Fig. 2: QCAP degrons functionality is largely defined by their amino acid composition.

a Fluorescence-activated cell sorting of yGPS-P_lib into four gates (G1-4), each composed of 2.5 million cells, was followed by NGS and protein stability index (PSI) scoring of each peptide, leading to the formation of a peptide density map. Shown is a FACS illustration and gating of 10,000 cells. Degron cutoff at PSI < 1.7 is marked by a dashed line. a.u.: arbitrary units. b Validation of QCDPred-based degron predictions. Ten DNA fragments from the library were re-cloned into yGPS-P, followed by flow cytometry analysis. The corresponding peptides were divided into three different groups: Group I- PSI ≤ 1.62, P ≥ 0.85; Group II- PSI > 1.62, P < 0.85; Group III- PSI ≤ 1.62, P < 0.85. Stability scale: Median value of the yeG/yeC ratio in empty vector (EV) control was set as one. All other histograms were distributed accordingly. c Scatter plot comparing Kyte-Doolittle hydrophobicity amino acid scores and QCDPred probabilities. d Flow cytometry histogram of intact and mutant P3 peptide in which three amino acids were replaced with either glutamate (E) or arginine (R) residues. Stability scale was set as shown in Fig. 2B. e 3D structure of QCDPred-calculated cytosolic Pca1 degron (amino acids 289-305), based on AlphaFold Pca1 structural model #AF-p38360-F1 (Conf. (90 > pLDDT > 70).

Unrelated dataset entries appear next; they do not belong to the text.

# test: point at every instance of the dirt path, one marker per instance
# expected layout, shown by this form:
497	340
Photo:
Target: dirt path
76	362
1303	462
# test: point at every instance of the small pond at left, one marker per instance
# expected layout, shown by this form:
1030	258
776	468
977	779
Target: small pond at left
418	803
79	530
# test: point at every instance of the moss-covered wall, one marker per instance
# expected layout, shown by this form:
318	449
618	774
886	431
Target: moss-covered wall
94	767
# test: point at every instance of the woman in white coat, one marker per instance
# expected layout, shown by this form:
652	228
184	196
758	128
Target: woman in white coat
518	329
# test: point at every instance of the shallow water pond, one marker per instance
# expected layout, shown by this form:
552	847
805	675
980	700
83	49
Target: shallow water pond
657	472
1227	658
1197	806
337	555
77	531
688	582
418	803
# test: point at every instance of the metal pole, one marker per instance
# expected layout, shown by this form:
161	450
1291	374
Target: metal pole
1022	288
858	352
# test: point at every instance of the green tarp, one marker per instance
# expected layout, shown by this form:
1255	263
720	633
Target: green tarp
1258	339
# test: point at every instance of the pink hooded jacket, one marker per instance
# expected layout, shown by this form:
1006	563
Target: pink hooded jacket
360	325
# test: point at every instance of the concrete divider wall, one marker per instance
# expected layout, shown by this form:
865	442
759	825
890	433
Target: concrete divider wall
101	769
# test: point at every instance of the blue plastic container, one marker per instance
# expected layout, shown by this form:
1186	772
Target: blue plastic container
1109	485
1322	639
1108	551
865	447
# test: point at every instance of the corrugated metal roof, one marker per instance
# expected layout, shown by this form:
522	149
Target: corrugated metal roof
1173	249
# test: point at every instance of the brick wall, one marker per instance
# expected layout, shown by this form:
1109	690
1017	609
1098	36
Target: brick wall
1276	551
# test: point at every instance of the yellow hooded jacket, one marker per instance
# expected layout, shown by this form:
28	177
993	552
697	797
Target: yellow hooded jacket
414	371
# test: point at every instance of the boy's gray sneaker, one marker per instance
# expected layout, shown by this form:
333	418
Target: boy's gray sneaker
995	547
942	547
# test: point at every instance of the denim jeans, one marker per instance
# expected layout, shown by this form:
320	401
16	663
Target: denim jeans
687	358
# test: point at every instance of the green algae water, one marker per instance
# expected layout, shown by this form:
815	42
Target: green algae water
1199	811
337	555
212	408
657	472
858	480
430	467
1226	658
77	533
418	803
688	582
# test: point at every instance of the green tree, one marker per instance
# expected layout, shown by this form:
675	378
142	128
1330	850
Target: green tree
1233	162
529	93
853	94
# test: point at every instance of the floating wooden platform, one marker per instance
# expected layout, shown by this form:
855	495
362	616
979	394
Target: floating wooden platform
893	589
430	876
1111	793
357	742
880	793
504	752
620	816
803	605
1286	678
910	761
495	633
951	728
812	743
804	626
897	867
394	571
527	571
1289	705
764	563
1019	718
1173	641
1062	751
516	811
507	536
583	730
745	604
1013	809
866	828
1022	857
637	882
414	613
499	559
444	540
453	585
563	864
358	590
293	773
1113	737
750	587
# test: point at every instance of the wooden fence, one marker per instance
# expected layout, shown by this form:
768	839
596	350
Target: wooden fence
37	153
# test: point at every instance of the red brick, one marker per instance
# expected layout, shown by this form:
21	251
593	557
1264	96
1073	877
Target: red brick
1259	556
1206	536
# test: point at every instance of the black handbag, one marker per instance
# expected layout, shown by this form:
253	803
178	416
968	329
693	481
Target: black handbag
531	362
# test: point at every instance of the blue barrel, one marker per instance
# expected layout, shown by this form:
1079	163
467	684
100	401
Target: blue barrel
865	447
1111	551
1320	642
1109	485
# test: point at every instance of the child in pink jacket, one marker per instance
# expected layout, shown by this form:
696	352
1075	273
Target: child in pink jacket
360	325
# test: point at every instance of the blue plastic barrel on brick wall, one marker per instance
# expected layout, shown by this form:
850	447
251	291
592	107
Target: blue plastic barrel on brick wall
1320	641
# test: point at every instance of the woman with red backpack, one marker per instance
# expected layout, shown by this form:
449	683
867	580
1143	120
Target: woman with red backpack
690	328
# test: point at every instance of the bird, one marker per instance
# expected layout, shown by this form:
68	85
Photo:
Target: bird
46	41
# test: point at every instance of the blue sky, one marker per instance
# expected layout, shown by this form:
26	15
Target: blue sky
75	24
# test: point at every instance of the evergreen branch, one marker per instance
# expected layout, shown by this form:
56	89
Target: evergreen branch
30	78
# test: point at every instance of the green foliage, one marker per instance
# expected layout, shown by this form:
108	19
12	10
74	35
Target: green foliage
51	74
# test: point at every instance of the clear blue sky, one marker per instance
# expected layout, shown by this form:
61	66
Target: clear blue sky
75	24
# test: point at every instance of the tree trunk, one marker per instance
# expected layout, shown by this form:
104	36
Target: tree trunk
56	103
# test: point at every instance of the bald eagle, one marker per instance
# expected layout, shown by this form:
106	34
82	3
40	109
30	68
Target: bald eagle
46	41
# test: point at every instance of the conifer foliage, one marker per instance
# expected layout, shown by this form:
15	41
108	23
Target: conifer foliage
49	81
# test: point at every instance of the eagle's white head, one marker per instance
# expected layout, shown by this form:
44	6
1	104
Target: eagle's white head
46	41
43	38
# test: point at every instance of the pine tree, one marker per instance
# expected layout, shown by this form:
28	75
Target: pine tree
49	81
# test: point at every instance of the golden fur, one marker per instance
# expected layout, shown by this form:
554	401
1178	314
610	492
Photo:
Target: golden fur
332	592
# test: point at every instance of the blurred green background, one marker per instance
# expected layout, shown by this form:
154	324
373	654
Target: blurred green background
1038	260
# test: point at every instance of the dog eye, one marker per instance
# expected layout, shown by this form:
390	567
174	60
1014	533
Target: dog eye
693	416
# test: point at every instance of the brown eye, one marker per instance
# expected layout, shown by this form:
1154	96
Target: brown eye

Marked by a blue color are the cysteine residues. Marked by a red color are the three amino acids that have been replaced with aspartate or arginine. pLDDT: per-residue confidence score on a scale of 0-100. f Immunoblot analysis of Pca1 protein levels. Wild type or doa10∆ (d∆) cells, expressing the indicated HA-tagged Pca1 proteins were left intact or treated with 50 μM CdCl₂ for 1 h. To determine degradation, where indicated, the translation inhibitor cycloheximide (CHX) was added to cells for 15 min before cell harvesting. Pca1 levels were measured by immunoblotting using anti-HA Abs while Pgk1 levels served as a loading control. This analysis was repeated two times. D: replacement of residues marked in 2E by red color with aspartate; R: replacement of residues marked in 2E by red color with Arginine. Source data for panels a-d and f are provided as a Source Data file.